The Online Freelancing Folly

by A.D Paterson on 07/11/2010

Online freelancing has become very popular over the last few years, but it has also caused a lot of people more problems than it’s worth.

In this article we’re going to have a look at some of the problems associated with doing online freelancing. We’ll have a quick look at why some folks are doing it, and then we’ll look at a few of the things to bear in mind if you decide to have a go at trying a bit of online freelancing.

Why are so many taking to the internet to make money?

Everyday there are more people taking to the internet to find a way to supplement their incomes. Some only need a small amount of money to keep paying the bills on time, but others have found that they are suddenly in a large financial hole that they can’t see any way of clawing themselves out of.

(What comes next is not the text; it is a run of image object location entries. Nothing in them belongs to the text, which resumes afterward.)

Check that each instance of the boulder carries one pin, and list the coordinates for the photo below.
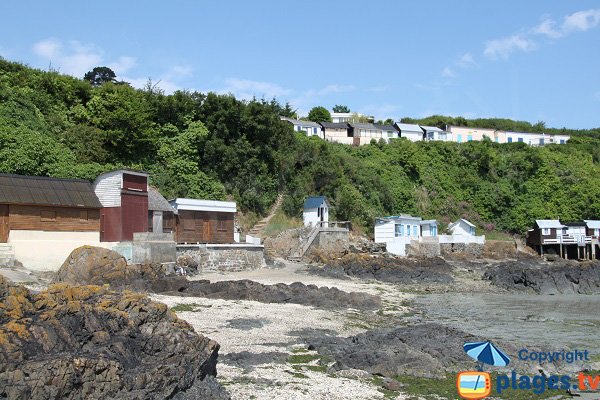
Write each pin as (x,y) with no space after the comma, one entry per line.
(89,342)
(88,265)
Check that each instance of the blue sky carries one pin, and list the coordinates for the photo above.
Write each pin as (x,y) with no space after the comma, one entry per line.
(527,60)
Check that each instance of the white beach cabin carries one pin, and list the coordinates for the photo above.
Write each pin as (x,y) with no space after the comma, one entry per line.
(316,210)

There are a large number of reasons, and each one is just as good as the other.

If you’ve been online for any length of time you’ll have seen that every man and his dog is (allegedly) making money online, and it’ll lead you to believe that it’s going to be an easy fix for your financial problems – but it isn’t. Yes, people are making money online, but most will have struggled to get to that stage, it isn’t an easy fix, it takes time and effort.
It’s usually at this stage that the majority will give up, and most of the rest will suddenly stumble on the idea of online freelancing.

What’s wrong with online freelancing?

Well, generally, there’s nothing wrong with doing this. You can start to live your dreams of making money online, but there are a few things that you’re going to need to take into account when you’re doing it.

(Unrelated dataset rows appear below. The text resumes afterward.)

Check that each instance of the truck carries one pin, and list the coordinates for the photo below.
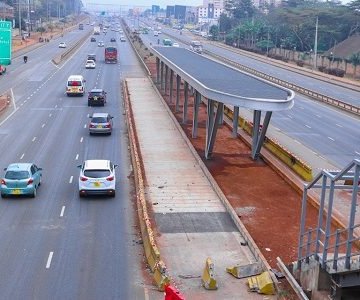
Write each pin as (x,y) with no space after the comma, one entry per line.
(110,55)
(96,30)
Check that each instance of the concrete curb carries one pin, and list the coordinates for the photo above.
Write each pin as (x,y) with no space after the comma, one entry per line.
(152,252)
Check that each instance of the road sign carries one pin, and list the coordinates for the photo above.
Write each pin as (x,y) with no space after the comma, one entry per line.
(5,42)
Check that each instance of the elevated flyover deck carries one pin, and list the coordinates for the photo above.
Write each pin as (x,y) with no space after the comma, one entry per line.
(223,84)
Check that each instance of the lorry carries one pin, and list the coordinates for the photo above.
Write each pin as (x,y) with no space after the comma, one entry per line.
(96,30)
(110,55)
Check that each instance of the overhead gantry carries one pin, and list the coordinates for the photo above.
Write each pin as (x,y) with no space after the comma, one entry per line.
(220,85)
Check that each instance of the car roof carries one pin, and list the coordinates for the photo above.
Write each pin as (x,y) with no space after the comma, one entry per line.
(19,167)
(96,164)
(100,115)
(96,91)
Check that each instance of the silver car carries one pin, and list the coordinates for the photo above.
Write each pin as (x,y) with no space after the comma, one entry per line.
(101,123)
(97,177)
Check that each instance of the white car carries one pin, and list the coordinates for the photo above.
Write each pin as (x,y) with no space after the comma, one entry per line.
(90,64)
(97,177)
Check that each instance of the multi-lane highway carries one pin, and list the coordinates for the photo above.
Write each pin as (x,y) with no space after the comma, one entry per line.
(332,134)
(58,246)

First, was it really your intention to get a second job working for someone else? Most folks when deciding to work online do it because it gives them a sense of freedom that they don’t get from working for someone else, but, that’s exactly what you will be doing.

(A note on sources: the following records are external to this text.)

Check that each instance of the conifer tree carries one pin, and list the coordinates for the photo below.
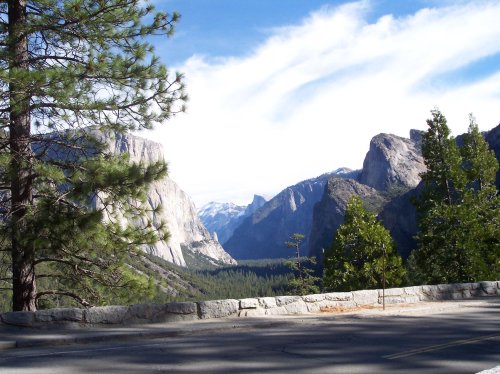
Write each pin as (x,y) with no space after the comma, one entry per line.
(303,282)
(362,255)
(72,74)
(459,227)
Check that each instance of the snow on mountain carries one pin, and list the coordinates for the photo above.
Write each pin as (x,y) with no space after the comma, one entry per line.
(222,219)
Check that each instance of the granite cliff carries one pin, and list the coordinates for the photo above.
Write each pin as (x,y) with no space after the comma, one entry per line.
(178,210)
(329,212)
(263,234)
(221,219)
(393,163)
(391,170)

When you take on an online freelancing job you’ll be committing yourself to completing that task over a certain number of days, with status reports filed regularly, and for a pre agreed amount of money for doing the task.

If there are delays it could cost you financially. If your work isn’t up to scratch they may have the option to refuse it and not pay you. Then there are the other costs involved. There will be a fixed fee to go to the company that you found the job through, and you may decide to pay extra to apply for more than x number of jobs per month.

All of these costs need to be noted so that you can work out if the amount of money your willing to receive to do the job is actually a profitable way to spend your time.

How could it not be a profitable way if you’ve got money coming in from it?

An advertised job, put up recently on an online freelancing site, had job seekers willing to write for US$30. Not too shabby you might think, but, and this is where many of these job seekers go wrong – they don’t read the advert thoroughly, the person was only paying US$1 every 400-500 words.

Now, most article writers will write articles of around 500 words, meaning, if your bid of writing for US$30 is accepted, you’ll have to write about 30 articles to get that money. To make a reasonable hourly wage of say US$15 per hour you’ll have to write 15 articles, which is one 500 word article every 4 minutes.

Another wanted someone to write 35 articles in 3 days and most bids were coming in at around US$30 to get the job. If you were the lucky person chosen to do it you’d be working for US$10 per day and writing between 11 and 12 500 word articles per day.

Then you have to take the fees that you worked out earlier off of the amount you’re getting.

Over the years two things seem to have happened to get online freelancing to the stage where the job seekers are doing a lot of work for very little in return.

The first is that the expectation of the person posting the job has risen. That doesn’t mean that they used to accept any old rubbish, and now they want reasonable quality work. It means that they expect to get more for their money. It wasn’t unreasonable for people to pay upwards of US$10 for a good quality article in the past, but now, they want at least 3 top notch articles for that same US$10.

Why the change in online freelancing? There are so many people out there trying to get the same jobs. Out sourcing work has become a buyer’s market, and the folks bidding for the work aren’t doing themselves any favours by going in with extremely low bids. Sure, it might secure you the work, but at what cost when it comes to the time taken to do it verses the money you’ll get?

With the number of job seekers willing to bid ridiculously low to get the work, the people offering the work feel that they can ask for more to be done. And why shouldn’t they demand more? If you don’t do it, someone else will, won’t they?
So, what have we learnt from this article about online freelancing?

People aren’t finding that they can make money from some of the other ideas being taught, so they go for the online freelancing option.

Because there are so many job seekers trying that method to make money they undercut each other’s bids, which drives down the money they can make, but still means they have a lot to do to make it.

A lot of people aren’t fully reading what they have to do as part of the job, and find that they are doing more than they bargained for.

Even when they do think they have a good deal, they aren’t always subtracting other costs to find out the amount of money they’re really working for.

And finally, the people advertising the jobs are asking for more and more to be done, and know that they will still get it done at a rock bottom price because job seekers will undercut unrealistically just to be making money online.

Having said all of that, some people really are doing well from online freelancing.